Personal Protective Equipment (PPE)
Personal protective equipment is equipment that protects the user against any health or safety risks at work. Items such as gowns, gloves, masks, eye protection, safety footwear and high visibility clothing. This may also include respiratory protective equipment (RPE).
The provision of personal protective equipment as well as cleaning, repairing, and replacing PPE is entirely the employer’s responsibility and it is at no cost to the workers.
Post-Exposure Evaluation and Follow-up
Adopting all these precautionary measures will not completely eliminate the risk of an incident. In case of exposure, the employee must be assured a post-exposure evaluation and follow-up at no cost.

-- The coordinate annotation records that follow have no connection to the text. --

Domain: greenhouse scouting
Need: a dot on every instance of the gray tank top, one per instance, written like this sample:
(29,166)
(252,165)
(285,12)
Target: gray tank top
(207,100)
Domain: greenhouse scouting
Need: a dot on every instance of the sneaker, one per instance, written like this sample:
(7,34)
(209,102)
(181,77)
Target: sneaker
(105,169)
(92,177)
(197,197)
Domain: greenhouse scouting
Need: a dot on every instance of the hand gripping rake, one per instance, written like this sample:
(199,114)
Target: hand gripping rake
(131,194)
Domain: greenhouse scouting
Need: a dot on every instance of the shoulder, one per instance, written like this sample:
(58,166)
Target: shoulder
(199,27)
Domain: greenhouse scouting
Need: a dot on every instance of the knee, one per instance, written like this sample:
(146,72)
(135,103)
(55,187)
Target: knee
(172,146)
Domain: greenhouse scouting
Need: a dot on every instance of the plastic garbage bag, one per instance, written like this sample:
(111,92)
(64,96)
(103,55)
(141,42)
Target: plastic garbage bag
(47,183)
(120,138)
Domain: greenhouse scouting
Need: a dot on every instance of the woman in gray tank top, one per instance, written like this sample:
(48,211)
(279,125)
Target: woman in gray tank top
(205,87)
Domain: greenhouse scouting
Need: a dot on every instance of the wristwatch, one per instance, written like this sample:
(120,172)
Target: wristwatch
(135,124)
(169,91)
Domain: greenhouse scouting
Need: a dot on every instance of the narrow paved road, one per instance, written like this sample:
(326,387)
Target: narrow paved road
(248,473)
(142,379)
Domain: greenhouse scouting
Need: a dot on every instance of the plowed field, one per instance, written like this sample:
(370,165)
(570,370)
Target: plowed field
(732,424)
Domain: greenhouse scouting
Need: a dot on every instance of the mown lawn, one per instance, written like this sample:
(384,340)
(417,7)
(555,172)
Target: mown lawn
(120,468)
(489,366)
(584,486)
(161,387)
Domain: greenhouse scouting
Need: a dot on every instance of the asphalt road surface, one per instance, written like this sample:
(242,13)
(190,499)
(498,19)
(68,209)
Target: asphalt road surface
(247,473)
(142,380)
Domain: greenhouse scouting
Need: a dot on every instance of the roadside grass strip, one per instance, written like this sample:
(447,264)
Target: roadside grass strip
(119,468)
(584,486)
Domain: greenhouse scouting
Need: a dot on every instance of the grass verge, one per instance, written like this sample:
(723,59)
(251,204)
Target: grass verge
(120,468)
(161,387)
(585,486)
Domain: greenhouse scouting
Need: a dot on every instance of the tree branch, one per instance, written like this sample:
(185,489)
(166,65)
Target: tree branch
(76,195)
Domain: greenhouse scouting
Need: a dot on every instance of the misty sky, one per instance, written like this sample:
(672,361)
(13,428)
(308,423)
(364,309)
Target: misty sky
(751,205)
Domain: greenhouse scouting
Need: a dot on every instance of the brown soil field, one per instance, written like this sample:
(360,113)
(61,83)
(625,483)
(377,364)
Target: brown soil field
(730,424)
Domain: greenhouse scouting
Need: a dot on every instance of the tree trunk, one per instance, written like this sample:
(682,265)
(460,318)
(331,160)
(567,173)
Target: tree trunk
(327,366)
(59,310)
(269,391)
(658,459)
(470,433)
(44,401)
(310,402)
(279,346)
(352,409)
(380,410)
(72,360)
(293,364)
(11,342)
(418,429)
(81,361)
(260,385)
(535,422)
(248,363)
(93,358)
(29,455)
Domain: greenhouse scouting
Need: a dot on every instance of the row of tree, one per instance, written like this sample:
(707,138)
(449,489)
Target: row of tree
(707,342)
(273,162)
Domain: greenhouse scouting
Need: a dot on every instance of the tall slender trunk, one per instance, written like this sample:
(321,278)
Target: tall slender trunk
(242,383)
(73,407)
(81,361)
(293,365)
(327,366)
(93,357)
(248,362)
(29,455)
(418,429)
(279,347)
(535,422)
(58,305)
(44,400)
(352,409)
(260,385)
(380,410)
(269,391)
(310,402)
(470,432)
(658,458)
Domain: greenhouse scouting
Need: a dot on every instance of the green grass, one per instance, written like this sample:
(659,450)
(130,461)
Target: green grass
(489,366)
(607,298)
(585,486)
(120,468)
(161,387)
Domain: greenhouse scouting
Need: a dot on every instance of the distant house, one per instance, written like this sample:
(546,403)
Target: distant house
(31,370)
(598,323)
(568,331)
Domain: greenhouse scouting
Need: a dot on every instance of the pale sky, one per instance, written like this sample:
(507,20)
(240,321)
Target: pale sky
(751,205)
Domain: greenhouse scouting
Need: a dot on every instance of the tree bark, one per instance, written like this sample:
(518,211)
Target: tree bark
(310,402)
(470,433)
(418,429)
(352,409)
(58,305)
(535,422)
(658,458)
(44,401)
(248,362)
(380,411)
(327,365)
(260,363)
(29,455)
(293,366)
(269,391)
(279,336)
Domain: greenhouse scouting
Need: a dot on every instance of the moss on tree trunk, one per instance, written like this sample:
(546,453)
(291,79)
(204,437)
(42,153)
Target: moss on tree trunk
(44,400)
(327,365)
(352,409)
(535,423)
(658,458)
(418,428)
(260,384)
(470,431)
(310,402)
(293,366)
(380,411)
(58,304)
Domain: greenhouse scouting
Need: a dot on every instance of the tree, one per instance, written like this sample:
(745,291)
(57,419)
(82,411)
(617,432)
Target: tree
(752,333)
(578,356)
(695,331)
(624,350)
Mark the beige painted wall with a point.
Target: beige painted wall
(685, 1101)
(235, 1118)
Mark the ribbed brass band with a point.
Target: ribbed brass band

This must include the documentation of the route(s) of exposure as well as the circumstances under which the incident happened. Also, exposed workers should be tested for HIV and HBV and be provided with a written opinion by a healthcare professional, ensuring all diagnoses remain confidential.
Communicate the Hazard of Blood or Potentially Infectious Materials
Another priority under the OSHA Bloodborne Pathogens Standard is the proper labeling and signalization of any hazard. Warning labels must be put on containers of regulated waste such as contaminated reusable sharps or laundry.
Refrigerators, freezers, and other containers used to store or transport blood and OPIM should also be properly labeled. Some facilities may use red bags or containers instead of labeling. Also, door access to HIV and HBV research laboratories must have signs posted when infected animals or OPIM are present.
Providing Information and Training
Employees should receive training on a regular basis covering all elements of OSHA’s Bloodborne Pathogens Standard. Training should teach employees how to reduce occupational exposure by covering the following information:
Bloodborne pathogens and diseases
How pathogens can be transmitted
Hepatitis B and other vaccination programs
Overview of all labels and signs used to communicate hazard
The correct usage of personal protective equipment
Procedures to follow in case of accidental exposure
Medical evaluations and post-exposure follow-up procedures
This training has to be delivered upon initial assignment and be repeated at least once annually. If new or modified tasks or procedures will affect an employee’s occupational exposure, additional training should be given to cover the new information.
In addition to the training given to all workers, HIV and HBV laboratory and production facility workers should receive specialized initial training. Employees could also try our free workplace bloodborne pathogens quiz to learn more about them.
Maintaining Medical and Training Records
As a final measure, the employer should also keep a record of all work-related needlestick injuries or cuts from sharp objects that have been contaminated with blood or OPIM (sharps injury log). This is not intended to track employees having injuries but instead, it is used to track devices that are causing injuries and that should be replaced.
A properly documented sharps injury log will serve as a surveillance tool to identify procedures and/or departments where injuries are occurring.